The use of sensitive and reliable techniques for nanoparticle analysis lies at the heart of trustworthy data and scientific progress. When selecting an analytical technique for nanoparticle characterisation, considering the capabilities and limitations of each approach is an important step towards obtaining high-quality data.
Light scattering-based techniques such as dynamic light scattering (DLS) and nanoparticle tracking analysis (NTA) have been used widely across many fields of nanoparticle research, including extracellular vesicle research, environmental analysis, and nanomedicine. However, nanoparticle studies often require a far higher level of resolution than is provided by these traditional approaches. Tunable resistive pulse sensing (TRPS) has emerged as a high-resolution, single-particle technique, offering a way forward for more precise measurements of size, concentration, and zeta potential. If you’re unsure which technique is right for you, asking these three key questions can help point you in the right direction:
In some cases, your sample in question might be monodisperse – or very close to it. In other words, all particles might be uniform in size. In most real-world cases, however, nanoparticles of interest will be present in a range of dimensions. Nanoplastics, for instance, may fall within the size range of 1 nm to 1 µm, while extracellular vesicles (EVs) in a plasma sample may range from 30 nm to 150 nm. For the analysis of polydisperse samples, it is important to ensure your technique of choice can detect particles across a relevant size range.
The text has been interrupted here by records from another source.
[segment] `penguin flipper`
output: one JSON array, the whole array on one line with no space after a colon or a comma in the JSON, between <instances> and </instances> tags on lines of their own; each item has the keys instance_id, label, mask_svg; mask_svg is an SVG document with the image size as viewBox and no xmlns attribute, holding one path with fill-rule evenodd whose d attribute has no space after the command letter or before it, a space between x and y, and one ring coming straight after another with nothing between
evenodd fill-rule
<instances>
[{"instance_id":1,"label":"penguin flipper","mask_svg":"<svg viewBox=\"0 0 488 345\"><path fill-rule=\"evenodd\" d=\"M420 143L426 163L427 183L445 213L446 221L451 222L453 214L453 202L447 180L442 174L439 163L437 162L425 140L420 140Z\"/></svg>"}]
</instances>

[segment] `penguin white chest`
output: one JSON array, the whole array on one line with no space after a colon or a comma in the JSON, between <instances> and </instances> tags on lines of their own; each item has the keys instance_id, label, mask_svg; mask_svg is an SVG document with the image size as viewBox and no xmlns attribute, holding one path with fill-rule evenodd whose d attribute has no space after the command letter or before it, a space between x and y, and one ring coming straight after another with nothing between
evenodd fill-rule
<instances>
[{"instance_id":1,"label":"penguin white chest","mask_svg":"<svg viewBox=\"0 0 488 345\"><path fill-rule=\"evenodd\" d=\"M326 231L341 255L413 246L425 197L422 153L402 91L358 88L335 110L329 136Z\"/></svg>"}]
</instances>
To compare the ability of different techniques in nanoparticle size analysis, Vogel et al. (2021) applied multi-angle dynamic light scattering (MADLS), NTA, and TRPS to samples containing NIST‐traceable polystyrene particles (conjugated polymer nanoparticles, CPN) of four different sizes.
Figure 1: Concentration (particles/mL) vs particle diameter (nm), as measured by tunable resistive pulse sensing (TRPS, top), nanoparticle tracking analysis (NTA, middle) and multi-angle dynamic light scattering (MADLS, bottom). Adapted from Vogel et al. (2021).
Despite the presence of four nanoparticle subpopulations, MADLS completely failed to resolve the quadrimodal mixture, while NTA only detected the presence of three subpopulations and failed to produce separate peaks. In contrast, all four subpopulations could be clearly identified using TRPS analysis. The same pattern was also shown by Caputo et al. (2021) whereby two different quadrimodal mixtures were assessed.
When you’re working with polydisperse samples, it’s important to know the range of particle sizes that can be detected. In electron microscopy, for example, the presence of smaller particles can be underestimated – partly because they can be obscured by larger particles (Caputo et al. 2021). To assess the lower limits of particle size analysis, Vogel et al. (2021) analysed known samples of varying complexities.
When a trimodal mixture containing equal parts of CPN60, CPN100, and CPN150 (60, 100, and 150 nm, respectively) were applied to TRPS, NTA, and nano flow cytometry (nFCM), discrepancies between the different techniques were revealed (Vogel et al. 2021). While TRPS and nFCM fully resolved the subpopulations, NTA severely underestimated the proportion of 60 nm particles. With NTA, the proportion of 60 nm particles was estimated to be approximately 2%, rather than 33.3%.
Figure 2: Concentration (particles/mL) vs particle diameter (nm), as measured by tunable resistive pulse sensing (TRPS, top) and nanoparticle tracking analysis (NTA, bottom). Adapted from Vogel et al. (2021).
Vogel et al. (2021) set out to answer this question by comparing techniques and their ability to measure the concentration of monodisperse samples; among them were MADLS, and single particle techniques NTA, TRPS and nFCM. TRPS and nFCM measurements were in line with nominal concentrations, while concentrations estimated by NTA was significantly higher than nominal concentrations. For MADLS, Vogel et al. (2021) observed an underestimation of total particle concentration. The overestimation of concentration by NTA has also been reported by others (Bachurski et al. 2019, Vestad et al. 2017).
To ensure you are obtaining the most accurate and reliable data possible, it is important to consider the capabilities and limitations of each analytical approach. In most areas of nanoparticle research, samples of interest are polydisperse – yet the resolution of nanoparticle subpopulations cannot be achieved sufficiently using light scattering-based techniques.
TRPS offers a more precise way forward for nanoparticle research, providing a way to confidently characterize complex samples with single-particle resolution.